This module implements the apriori algorithm of data mining.

ATTRIBUTES

totalTransactions

The total number of transactions.

metrics

The type of metrics

  • minSupport - the minimum support, default value is 0.01(1%);

  • minConfidence - the minimum confidence, default value is 0.10(10%);

  • minLift - the minimum lift(optional);

  • minLeverage - the minimum leverage(optional);

  • minConviction - the minimum conviction(optional);

  • minCoverage - the minimum coverage(optional);

  • minCorrelation - the minimum correlation(optional);

  • minCosine - the minimum cosine(optional);

  • minLaplace - the minimum laplace(optional);

  • minJaccard - the minimum jaccard(optional).

limitRules

The limit of rules(optional)

output

The output type:(optional)

  • 1 - Text file delimited by tab;

  • 2 - Excel file with chart.

messages

A value boolean to display the messages(optional)

itemsKeyDescription

Hash table to add items by key and description.

itemsKeyTransactions

Hash table, to add the key items per transaction.

frequentItemset

Frequent itemset.

associationRules

A data structure to store the name of the rule, key items, implication, support, confidence, lift, leverage, conviction, coverage, correlation, cosine, laplace and jaccard.

$self->{associationRules} = {
                            '1' => {
                                   'implication' => '{ 102 } => { 101 }',
                                   'support' => '0.7000',
                                   'correlation' => '0,5092',
                                   'jaccard' => '0,7778',
                                   'confidence' => '0.7778',
                                   'conviction' => '1,3500',
                                   'leverage' => '0,0700',
                                   'laplace' => '0,5862',
                                   'cosine' => '0,8819',
                                   'coverage' => '0,9000',
                                   'lift' => '1,1111',
                                   'items' => [
                                              '102',
                                              '101'
                                              ]
                                    }
                            },
                            # to be continued...

METHODS

new

Creates a new instance of Data::Mining::Apriori.

insert_key_items_transaction(\@items)

Insert key items per transaction.
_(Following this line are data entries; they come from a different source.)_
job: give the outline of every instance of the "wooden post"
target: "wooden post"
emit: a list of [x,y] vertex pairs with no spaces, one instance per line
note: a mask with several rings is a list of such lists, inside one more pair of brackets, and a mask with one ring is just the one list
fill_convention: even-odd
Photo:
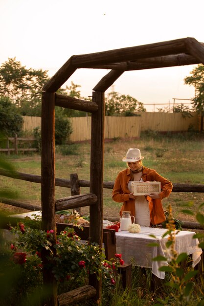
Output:
[[18,138],[17,134],[15,134],[14,137],[14,147],[15,147],[15,153],[17,155],[18,155],[19,152],[18,151]]
[[[76,196],[81,193],[80,186],[79,185],[79,178],[77,173],[70,175],[70,180],[71,181],[71,195]],[[81,215],[81,208],[78,207],[75,208],[75,210]]]
[[[93,102],[98,106],[97,111],[91,115],[91,150],[90,192],[97,197],[97,202],[90,207],[90,236],[91,240],[101,247],[103,231],[103,180],[104,138],[104,93],[93,92]],[[101,299],[101,278],[98,281],[91,275],[90,284],[96,289],[96,300]]]
[[[43,93],[42,103],[41,199],[42,229],[54,230],[53,244],[56,243],[55,205],[55,94]],[[56,250],[53,248],[54,254]],[[43,305],[57,306],[57,284],[50,269],[46,268],[47,252],[42,252],[44,291],[46,297]]]
[[8,149],[8,151],[7,151],[8,155],[10,155],[9,139],[8,139],[8,138],[7,139],[7,148]]

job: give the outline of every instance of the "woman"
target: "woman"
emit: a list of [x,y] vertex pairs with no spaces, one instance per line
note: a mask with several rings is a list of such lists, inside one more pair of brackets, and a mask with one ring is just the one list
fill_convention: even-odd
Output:
[[[128,168],[118,174],[113,190],[113,199],[123,204],[120,211],[131,212],[135,218],[135,223],[142,226],[159,224],[166,218],[161,200],[169,196],[172,184],[160,175],[155,170],[144,167],[138,149],[129,149],[126,156],[122,159],[127,162]],[[131,192],[132,181],[147,182],[156,181],[161,183],[161,192],[153,193],[145,196],[134,196]]]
Accepts the following arguments:

  • An array reference to key items.

input_data_file("datafile.txt",",")

Insert items per line(transaction). Accepts the following arguments:

  • Data file;

  • Item separator.

# file contents (example)

103,101
103,102
103,101,102
103,101,102
101,102
103,101,102
103,101,102
103,102
103,101,102
103,101,102

quantity_possible_rules

Returns the quantity of possible rules.

generate_rules

Generate association rules until no set of items meets the minimum support, confidence, lift, leverage, conviction, coverage, correlation, cosine, laplace, jaccard or limit of rules.

association_rules

Generate association rules by size of large itemsets.

AUTHOR

Alex Graciano, <agraciano@cpan.org>

COPYRIGHT AND LICENSE

Copyright (C) 2015-2016 by Alex Graciano

This library is free software; you can redistribute it and/or modify it under the same terms as Perl itself, either Perl version 5.12.4 or, at your option, any later version of Perl 5 you may have available.